I agree with your analysis. I would go even further and describe the studies you are summarizing as a total hot mess. It seems like a good example of the common problem of "epidemiologists" who can ape methods but really have no understanding of how to think scientifically. Or it could just be a calculated effort to get particular results for political reasons, as you suggest, which is certainly plausible.

The pretty-close-to-fatal flaw in using MR in this way is what I would tend to think of as confounding, though you describe it in terms of measurement error, which is also a valid way to think of it. (It is indeed technically measurement error (misclassification), but we tend to think of measurement error as close to random or in a particular direction because of one simple obvious cause. Whereas, confounding invokes complex webs of unacknowledged causal pathways like we see here.)

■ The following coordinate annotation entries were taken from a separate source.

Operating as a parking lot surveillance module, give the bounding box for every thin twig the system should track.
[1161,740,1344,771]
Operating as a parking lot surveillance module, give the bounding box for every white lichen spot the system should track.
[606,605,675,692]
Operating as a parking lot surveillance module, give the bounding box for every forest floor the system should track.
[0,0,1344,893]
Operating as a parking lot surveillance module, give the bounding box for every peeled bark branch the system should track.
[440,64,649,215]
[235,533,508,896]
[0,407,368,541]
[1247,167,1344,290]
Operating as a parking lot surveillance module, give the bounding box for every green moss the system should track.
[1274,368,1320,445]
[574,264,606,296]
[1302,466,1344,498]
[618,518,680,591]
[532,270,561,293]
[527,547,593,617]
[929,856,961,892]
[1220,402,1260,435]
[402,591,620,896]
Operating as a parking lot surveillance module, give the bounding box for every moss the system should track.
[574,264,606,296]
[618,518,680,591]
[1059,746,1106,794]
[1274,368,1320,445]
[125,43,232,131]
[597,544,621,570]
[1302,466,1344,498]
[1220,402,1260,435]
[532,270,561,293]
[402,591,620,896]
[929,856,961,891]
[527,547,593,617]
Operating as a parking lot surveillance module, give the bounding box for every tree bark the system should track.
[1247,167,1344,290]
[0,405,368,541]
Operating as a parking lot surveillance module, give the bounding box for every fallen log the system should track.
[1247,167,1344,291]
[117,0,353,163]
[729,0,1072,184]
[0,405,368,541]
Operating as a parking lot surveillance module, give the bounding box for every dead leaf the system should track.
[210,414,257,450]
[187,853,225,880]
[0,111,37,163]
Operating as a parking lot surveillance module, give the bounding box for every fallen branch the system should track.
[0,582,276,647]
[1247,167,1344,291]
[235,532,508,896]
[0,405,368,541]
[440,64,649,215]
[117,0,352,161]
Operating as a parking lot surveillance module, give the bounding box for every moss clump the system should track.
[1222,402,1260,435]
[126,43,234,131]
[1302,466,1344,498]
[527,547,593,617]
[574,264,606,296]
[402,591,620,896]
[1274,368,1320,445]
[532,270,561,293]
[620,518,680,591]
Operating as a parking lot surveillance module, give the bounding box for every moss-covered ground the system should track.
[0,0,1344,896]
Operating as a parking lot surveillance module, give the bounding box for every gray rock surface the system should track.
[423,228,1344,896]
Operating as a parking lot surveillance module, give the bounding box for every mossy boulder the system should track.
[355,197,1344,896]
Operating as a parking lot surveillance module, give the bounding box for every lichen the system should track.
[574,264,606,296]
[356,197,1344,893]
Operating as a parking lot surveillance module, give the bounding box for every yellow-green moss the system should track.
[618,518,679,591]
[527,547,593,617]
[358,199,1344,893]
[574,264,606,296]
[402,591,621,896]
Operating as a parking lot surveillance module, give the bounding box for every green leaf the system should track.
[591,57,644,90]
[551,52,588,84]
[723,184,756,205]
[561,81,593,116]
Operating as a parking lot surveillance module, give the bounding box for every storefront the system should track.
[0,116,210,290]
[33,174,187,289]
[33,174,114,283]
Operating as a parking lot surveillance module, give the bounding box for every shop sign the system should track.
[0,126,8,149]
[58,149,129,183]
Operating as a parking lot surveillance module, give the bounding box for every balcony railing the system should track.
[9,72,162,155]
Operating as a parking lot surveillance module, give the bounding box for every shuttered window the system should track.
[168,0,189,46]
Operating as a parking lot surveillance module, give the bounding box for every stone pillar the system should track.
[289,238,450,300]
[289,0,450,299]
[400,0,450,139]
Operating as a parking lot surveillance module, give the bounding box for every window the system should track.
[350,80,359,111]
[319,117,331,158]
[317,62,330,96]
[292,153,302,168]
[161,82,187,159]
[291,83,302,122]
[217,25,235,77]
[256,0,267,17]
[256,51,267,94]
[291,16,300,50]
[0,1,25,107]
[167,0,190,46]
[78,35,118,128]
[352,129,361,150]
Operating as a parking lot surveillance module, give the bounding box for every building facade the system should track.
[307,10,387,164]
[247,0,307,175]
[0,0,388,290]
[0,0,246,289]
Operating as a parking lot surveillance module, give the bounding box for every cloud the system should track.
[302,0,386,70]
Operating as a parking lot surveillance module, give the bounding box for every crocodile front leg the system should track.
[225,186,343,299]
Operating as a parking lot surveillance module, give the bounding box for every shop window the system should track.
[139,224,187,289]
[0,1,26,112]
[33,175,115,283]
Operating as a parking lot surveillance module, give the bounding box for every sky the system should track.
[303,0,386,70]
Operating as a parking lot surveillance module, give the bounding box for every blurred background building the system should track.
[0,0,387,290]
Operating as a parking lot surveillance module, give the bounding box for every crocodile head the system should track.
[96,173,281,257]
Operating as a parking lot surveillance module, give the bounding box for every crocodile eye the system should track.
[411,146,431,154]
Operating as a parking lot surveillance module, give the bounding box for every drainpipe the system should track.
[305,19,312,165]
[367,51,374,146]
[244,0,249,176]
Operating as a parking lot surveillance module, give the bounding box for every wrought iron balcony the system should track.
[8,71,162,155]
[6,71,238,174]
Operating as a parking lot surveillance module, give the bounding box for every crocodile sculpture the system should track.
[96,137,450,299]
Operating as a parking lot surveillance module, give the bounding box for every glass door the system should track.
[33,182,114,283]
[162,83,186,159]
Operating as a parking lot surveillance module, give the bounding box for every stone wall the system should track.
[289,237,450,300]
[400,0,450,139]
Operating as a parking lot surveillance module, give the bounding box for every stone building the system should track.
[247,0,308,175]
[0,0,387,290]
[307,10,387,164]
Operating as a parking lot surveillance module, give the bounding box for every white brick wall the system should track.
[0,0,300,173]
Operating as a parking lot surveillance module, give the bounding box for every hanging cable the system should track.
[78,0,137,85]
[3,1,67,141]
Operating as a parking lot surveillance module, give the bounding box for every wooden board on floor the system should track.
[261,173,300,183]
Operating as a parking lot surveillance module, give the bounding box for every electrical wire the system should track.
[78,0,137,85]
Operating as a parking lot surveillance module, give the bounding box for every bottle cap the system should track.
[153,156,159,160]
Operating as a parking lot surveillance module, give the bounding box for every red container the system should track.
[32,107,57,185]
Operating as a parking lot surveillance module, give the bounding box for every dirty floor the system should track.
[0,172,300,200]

To take an example, imagine that there really were a gene that predicted moderate drinking with a reasonable degree of accuracy (that there really isn't is a fatal flaw of its own, of course). Using that, we no longer have the confounding from "what characteristics about someone's life and health would cause them to be a moderate drinker". But we introduce the seemingly much more complicated "give that someone is biologically predisposed to be a moderate drinker, what factors would make them not a moderate drinker (and in which direction)" and also "for those other people who are not biologically predisposed, what factors would make them a moderate drinker anyway". We can call these either confounders or causes of non-differential measurement error that could easily be associated with the outcome of interest. Whatever you call it, this is pretty obviously a far worse problem than any residual confounding from a proper study that uses actual reported behavior as the exposure.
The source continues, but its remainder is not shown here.